I have to send you all individual emails with the accounting and your ID number, and I've been inexcusably lazy in doing so. Thus far, I've only sent it to a small handful of people, and will get through it ASAP.
Also, 58 Buffistas contributed to this gift (I feel like it was a personal gift to me! Though I know that's not the way it really is. Having Nilly spend time with me was a gift, I feel). Several more Buffistas took time off from work to host Nilly and others, and to organize dinners and parties, and I'm sure they also felt like it was a gift and not a sacrifice.
What I mean to say is, of course anyone could have taken the donations and laid a bit of groundwork. I'm certainly not special in this regard, and apologize if I've hurt anyone's feelings by appearing to take far too much credit.

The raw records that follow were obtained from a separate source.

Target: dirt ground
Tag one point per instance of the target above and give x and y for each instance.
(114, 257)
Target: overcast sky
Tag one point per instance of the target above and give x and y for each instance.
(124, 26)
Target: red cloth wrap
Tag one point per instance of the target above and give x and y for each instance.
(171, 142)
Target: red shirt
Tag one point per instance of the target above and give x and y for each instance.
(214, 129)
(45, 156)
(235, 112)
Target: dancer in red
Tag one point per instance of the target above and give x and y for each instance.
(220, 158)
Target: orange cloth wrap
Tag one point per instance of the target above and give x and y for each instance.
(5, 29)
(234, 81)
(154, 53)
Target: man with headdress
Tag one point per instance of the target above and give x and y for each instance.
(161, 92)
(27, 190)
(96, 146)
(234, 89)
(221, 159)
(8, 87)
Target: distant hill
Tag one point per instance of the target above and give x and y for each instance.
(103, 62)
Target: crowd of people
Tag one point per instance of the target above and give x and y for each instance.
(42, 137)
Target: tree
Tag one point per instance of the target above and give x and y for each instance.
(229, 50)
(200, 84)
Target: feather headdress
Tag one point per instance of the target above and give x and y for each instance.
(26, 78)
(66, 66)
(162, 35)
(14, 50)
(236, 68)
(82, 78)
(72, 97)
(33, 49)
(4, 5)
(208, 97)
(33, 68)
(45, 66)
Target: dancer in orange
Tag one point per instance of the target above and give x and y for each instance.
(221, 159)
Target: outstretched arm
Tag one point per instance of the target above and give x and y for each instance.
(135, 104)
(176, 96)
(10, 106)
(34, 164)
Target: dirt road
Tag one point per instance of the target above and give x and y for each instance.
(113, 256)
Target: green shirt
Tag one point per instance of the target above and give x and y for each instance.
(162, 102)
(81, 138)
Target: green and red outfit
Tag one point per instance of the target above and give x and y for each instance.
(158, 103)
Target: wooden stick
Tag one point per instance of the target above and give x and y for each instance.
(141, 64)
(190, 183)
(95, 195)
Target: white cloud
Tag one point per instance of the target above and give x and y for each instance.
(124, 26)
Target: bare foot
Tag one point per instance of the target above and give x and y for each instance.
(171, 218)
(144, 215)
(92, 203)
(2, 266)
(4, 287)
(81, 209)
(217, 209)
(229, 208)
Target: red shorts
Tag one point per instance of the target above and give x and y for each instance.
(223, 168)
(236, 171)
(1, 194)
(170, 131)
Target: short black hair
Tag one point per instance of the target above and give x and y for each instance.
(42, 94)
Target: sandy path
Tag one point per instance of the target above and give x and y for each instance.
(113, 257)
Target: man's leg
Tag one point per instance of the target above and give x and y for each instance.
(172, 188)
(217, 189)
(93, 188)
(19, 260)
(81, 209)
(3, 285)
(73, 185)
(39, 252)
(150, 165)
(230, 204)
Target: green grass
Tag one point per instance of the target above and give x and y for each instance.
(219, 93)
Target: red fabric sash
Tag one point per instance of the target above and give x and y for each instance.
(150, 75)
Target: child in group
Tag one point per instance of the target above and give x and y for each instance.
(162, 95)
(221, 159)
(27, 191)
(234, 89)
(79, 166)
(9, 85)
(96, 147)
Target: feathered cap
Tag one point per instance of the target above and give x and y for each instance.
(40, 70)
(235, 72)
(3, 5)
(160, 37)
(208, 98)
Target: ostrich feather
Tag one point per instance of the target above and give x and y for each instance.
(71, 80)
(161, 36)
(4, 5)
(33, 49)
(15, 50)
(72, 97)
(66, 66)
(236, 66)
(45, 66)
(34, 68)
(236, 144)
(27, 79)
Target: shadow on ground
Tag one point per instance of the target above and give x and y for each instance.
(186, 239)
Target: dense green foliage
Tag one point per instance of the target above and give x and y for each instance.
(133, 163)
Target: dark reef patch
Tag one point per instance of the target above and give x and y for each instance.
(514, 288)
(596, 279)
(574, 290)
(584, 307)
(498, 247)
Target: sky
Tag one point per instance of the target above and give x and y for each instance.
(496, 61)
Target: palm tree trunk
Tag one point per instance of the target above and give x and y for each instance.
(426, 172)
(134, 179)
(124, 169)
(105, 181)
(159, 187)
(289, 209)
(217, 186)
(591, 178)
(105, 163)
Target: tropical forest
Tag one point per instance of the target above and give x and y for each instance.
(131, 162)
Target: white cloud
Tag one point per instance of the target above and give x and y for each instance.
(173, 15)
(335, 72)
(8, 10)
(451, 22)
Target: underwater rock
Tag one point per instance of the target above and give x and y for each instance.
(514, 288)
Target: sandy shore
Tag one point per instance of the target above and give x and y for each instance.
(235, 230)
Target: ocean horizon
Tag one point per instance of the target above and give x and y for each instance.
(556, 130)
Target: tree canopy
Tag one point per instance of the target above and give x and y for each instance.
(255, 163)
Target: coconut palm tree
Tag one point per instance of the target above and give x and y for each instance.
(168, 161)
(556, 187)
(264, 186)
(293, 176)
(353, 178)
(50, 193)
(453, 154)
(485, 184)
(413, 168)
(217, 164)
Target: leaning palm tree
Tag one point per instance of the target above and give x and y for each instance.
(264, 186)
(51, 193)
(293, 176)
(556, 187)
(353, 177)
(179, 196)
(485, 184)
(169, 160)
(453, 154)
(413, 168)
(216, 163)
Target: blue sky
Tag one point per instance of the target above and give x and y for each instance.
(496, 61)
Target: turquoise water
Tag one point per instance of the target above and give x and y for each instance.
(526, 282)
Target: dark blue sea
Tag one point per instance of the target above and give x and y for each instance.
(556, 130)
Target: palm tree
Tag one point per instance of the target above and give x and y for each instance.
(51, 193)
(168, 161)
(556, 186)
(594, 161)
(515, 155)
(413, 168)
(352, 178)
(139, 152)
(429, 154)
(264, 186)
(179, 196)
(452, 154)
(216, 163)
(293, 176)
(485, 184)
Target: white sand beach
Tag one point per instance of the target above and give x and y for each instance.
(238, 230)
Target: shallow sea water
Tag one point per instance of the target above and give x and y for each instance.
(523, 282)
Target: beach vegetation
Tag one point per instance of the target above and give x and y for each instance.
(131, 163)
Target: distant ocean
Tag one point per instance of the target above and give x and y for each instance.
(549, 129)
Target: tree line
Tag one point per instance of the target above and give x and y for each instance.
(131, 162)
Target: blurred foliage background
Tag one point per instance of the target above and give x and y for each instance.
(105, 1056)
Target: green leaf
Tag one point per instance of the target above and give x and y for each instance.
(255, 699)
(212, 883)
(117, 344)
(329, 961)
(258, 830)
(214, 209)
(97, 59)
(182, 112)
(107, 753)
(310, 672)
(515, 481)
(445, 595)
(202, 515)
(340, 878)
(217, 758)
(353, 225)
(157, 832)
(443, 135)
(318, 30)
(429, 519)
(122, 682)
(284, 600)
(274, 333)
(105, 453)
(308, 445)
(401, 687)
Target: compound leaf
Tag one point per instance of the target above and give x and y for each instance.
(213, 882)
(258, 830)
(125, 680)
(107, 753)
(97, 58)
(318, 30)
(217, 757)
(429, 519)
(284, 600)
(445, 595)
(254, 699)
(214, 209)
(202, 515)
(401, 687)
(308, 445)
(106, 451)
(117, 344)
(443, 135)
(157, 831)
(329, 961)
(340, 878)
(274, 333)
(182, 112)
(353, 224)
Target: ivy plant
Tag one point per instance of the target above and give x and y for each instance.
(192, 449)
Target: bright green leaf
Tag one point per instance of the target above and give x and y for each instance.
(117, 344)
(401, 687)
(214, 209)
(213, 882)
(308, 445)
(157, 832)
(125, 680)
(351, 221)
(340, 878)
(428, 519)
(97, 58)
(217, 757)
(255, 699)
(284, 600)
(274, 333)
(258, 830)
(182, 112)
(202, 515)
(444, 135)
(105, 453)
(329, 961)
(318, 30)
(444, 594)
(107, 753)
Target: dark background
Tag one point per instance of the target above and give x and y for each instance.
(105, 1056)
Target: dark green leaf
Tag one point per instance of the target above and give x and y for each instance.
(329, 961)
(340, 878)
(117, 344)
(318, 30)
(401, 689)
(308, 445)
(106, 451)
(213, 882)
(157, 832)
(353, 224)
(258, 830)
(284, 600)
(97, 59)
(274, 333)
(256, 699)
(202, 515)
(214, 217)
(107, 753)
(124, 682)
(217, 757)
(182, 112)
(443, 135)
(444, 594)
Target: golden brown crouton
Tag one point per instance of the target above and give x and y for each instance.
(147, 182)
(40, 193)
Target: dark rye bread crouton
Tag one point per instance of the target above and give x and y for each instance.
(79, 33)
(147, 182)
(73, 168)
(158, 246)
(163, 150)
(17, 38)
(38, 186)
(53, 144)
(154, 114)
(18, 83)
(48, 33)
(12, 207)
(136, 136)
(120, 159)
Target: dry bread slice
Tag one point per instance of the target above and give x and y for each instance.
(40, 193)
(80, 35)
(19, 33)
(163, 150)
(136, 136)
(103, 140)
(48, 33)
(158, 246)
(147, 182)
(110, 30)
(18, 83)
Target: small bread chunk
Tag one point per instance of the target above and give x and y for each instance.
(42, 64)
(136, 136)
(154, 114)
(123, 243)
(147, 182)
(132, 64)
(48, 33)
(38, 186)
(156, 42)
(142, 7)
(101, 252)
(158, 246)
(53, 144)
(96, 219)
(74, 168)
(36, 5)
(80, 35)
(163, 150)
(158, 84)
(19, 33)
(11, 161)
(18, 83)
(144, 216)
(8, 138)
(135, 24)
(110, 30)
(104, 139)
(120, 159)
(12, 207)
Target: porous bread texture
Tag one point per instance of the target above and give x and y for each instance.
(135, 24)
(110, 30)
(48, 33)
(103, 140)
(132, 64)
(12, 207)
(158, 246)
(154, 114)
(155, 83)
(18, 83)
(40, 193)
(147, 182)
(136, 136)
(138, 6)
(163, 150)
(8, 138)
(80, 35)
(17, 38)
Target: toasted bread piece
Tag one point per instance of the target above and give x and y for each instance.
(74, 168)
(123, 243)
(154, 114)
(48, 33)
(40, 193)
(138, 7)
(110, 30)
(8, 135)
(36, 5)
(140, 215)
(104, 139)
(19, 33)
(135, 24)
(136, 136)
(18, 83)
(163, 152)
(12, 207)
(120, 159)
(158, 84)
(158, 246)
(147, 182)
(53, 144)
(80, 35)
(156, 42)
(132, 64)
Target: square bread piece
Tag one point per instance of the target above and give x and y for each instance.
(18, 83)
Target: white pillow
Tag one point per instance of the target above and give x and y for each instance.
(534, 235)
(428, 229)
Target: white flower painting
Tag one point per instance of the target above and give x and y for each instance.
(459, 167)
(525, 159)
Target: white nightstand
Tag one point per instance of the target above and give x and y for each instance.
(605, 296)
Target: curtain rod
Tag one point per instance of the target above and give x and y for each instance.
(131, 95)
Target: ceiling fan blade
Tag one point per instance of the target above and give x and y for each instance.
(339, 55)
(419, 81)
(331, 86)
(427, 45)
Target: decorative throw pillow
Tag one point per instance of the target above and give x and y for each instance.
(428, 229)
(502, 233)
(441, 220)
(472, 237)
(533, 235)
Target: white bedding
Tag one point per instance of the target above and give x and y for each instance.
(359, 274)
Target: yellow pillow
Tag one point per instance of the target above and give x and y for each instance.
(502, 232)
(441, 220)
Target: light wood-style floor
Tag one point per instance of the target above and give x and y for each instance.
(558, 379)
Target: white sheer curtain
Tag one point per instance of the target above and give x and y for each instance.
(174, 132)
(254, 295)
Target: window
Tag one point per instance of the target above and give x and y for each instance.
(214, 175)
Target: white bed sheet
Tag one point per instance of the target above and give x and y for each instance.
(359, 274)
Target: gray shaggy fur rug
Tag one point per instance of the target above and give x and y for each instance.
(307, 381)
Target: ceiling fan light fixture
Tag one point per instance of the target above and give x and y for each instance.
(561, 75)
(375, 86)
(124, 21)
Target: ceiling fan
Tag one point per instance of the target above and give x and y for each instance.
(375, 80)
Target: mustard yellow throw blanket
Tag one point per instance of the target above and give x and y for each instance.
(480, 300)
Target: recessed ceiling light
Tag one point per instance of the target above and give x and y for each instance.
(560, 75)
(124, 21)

And I'm with Deb on smaller and more eclectic cities.
The
Titan arums
in the UW-Madison greenhouse. We gots 3 or 4 of the stinky buggers. Kettle Moraine State Park for its glacial geography. Devil's Lake and Wisconsin Dells (ride the ducks!) And, it's a 5 hour drive to Minneapolis. Her next visit should be all in the center. Start at the headwaters of the Mississippi and follow it all the way down. Galena, IL (home town of U.S. Grant), Hannibal, MO (home of Samuel Clemons) and on down. Maybe stop in some bigger cities like St. Louis and Memphis, ending in NOLA.
Heh. I still want to know what happens if the Cubs play the Sox in the series. Does the sun implode, or something?
Yes, yes it will. Unless, of course, the Supreme Court steps in and declares that the Texas Rangers won the Series.